The easiest route is to go by Joban Line express for Haranomachi Station. A special shuttle bus takes visitors to Minamisoma City during the festival.
Martial prowess and spirit on show
This three-day festival takes in the Soma District , which has long been a horse-breeding region. The Soma Nomaoi event began as military exercises, organized by the founder of the Soma clan, Taira no Kojiro Masakado.
Even today, a descendant of the Soma clan assumes the role of supreme commander during the festival. The Soma Nomaoi has been designated as an Important National Intangible Folk Cultural Asset.
The event is usually held on the last Saturday, Sunday and Monday of July. The Shinto departure ceremony, Shutsujin-shiki, takes place concurrently at three important shrines: Ota-jinja Shrine, Nakamura-jinja Shrine, and Odaka-jinja Shrine.

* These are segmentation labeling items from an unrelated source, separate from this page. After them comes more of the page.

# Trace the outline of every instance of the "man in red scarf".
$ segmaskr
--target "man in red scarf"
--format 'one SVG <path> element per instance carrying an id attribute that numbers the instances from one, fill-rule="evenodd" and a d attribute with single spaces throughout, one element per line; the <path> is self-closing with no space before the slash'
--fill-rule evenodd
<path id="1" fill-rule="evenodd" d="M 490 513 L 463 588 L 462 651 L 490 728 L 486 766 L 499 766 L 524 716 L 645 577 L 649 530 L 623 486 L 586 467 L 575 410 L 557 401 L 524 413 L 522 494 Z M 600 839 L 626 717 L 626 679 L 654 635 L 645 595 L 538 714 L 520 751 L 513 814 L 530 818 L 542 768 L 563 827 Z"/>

Don't miss the second day, where a parade of proud riders in traditional samurai armor ride down the street with banners of various houses and clans fluttering in the wind.
Straight out of a movie
The main race, known as Kachu Keiba, takes place at noon. The participants gallop around the 1,000-meter track with helmets off and banners streaming behind them in scenes that seem straight out of a movie.
Next is the Shinki-soudatsusen, where hundreds of mounted samurai fight to capture sacred flags that are shot into the air.
The last day features Nomakake, where mounted horsemen chase horses into the shrine precincts and young men who had a Shinto blessing and dressed in white attire run and try to capture horses barehanded. The first horse that is captured is then ceremoniously given as an offering to Odaka Shrine.
Back to health
The Soma Nomaoi, held on a reduced scale in the year of the 2011 earthquake and tsunami, has been revived and has become an important centre of activity for the local community as a demonstration of hope and spirit—the same fighting spirit their samurai ancestors had.
The latest information may differ, so please check the official website
* The information on this page may be subject to change due to COVID-19.